Gene homology between mouse and human was used to compare transcriptional profile results from this study to those from a previous study of human lung development (Kho et al., 2010). A gene homology resource containing 10,266 genes was generated manually using homology assertions from Panther (Mi, Muruganujan & Thomas, 2013) and Homologene (Sayers et al., 2012). If one gene mapped to multiple homologs, each homolog was represented in the final set. For example, the mouse alcohol dehydrogenase 1 (Adh1) gene is homologous to ADH1A, ADH1B, and ADH1C in human; the carboxylesterase (CES) gene in human is homologous to Ces1d, Ces1e, and Ces1g in mouse. Many-to-one homolog relationships were identified in 18 instances. Overlap between lists of homologous genes was assessed with the GeneVenn tool (Pirooznia, Nagarajan & Deng, 2007) using the NCBI GeneID for the human gene as the primary gene accession identifier.

Results

Principal component analysis (PCA) was used to identify global patterns of variation in gene expression across the lung development time series. Regression analyses were performed to group time points into developmental stages and also to associate the global patterns identified by PCA with specific effects of the experimental design, including strain and stage of development.

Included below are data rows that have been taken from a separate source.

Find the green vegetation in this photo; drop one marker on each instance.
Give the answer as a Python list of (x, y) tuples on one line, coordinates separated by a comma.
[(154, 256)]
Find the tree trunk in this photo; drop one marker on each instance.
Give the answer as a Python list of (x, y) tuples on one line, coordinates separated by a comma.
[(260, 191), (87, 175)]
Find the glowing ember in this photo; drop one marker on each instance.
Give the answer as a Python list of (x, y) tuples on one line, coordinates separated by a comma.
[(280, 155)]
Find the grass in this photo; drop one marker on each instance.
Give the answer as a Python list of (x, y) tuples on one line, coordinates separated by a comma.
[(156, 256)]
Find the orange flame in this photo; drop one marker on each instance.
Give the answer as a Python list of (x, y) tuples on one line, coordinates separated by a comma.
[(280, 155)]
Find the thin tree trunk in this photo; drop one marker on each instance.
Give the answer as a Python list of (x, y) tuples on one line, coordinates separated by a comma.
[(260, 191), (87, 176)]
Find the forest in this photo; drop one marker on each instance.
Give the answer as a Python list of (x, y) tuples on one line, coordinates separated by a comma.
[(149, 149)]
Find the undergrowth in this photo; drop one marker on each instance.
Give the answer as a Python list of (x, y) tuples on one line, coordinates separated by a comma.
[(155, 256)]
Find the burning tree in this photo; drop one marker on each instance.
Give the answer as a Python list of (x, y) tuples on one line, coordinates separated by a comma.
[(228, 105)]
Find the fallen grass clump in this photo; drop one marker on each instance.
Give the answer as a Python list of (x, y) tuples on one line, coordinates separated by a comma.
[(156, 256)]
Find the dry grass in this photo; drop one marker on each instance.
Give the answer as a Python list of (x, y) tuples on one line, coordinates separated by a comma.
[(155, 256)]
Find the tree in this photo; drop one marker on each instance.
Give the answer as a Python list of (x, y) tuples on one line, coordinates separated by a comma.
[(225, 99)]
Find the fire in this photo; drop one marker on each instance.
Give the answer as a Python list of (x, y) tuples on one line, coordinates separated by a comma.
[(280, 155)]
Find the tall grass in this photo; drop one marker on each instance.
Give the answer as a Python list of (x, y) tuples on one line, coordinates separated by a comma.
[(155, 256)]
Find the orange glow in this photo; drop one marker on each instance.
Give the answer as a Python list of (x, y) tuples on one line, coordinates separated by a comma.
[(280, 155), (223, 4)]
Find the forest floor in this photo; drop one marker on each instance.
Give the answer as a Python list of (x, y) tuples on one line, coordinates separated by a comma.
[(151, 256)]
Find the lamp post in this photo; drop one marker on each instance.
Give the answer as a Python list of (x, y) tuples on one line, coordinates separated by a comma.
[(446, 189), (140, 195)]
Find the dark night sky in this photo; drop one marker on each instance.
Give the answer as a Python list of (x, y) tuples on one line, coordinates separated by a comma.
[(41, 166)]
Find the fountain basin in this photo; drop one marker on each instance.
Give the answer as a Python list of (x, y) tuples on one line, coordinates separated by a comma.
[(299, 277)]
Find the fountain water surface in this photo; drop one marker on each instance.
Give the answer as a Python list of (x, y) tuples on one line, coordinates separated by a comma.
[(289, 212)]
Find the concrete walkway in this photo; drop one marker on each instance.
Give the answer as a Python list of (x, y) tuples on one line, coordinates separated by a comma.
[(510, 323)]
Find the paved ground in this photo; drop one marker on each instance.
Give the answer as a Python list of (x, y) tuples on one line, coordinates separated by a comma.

Principal component and regression analysis reveals nine stages of murine lung development

The first three principal components (PCs) accounted for 66.2% of the variation among samples; the first ten PCs accounted for 80.9% of the sample variation (Table 1). The patterns of variation in gene expression represented by PCs 1–3 represent common patterns of expression that do not very significantly between the three mouse strains (Fig. 2). In contrast, PCs 4–10 demonstrated strain-specific patterns of expression variation (Fig. S2). Regression modeling supported the PCA results (Table 1); no significance was detected among the strain or strain by stage effects for PCs 1–3 whereas PC 4–10 all were found to have differences between one or more of the strains for some of the developmental stages (Fig. 3). To identify possible temporal shifts in gene expression patterns between strains, correlations across all strain by PC combinations were performed. No significant correlations from this analysis were observed.

Global patterns of sample variation across lung development.

Figure 2: Global patterns of sample variation across lung development.

Plots of PCA scores (y-axis) for strain-independent principal components 1–3 along developmental time points and stages (x-axis). Time points: embryonic (E); postnatal (P). Stages: whole embryo (WE); embryonic (EMB); pseudoglandular (PSG); canalicular (CAN); saccular (SAC); alveolar (ALV1-4); mature lung (MAT). (A) PCA scores for principal components 1–3 (averaged across all three strains) across all developmental time points. (B) PCA scores for principal components 1–3 plotted for each mouse strain.
 Regression modeling of gene expression as a function of strain and developmental stage.

Figure 3: Regression modeling of gene expression as a function of strain and developmental stage.

Results of the linear regression analysis performed on PCA scores from strain-dependent principal components (PC 4–10). (A) Plots of least square means (y-axis) showing stage effects. (B) Plots of least square means (y-axis) illustrating strain effects. (C) Annotation enrichment results for characteristic gene sets with positive or negative loadings on PCs 4–10.

Regression analyses of the PCA results support the grouping of sampled time points into nine stages of lung development (Fig. 4). The four prenatal stages, embryonic (EMB, E9.5–E12.5), pseudoglandular (PSG, E13.5–E15.5), canalicular (CAN, E16.5–E17.5), and saccular (SAC, E18.5–E19.5) are concordant with those defined previously by histology and morphology. We identified four molecularly distinct stages of alveolar development between P0–P18 (ALV1-4) that are defined by the expression patterns and functional properties of differentially expressed genes. Finally, the time points following alveolarization were grouped under the common heading of mature lung (MAT, P21–P56).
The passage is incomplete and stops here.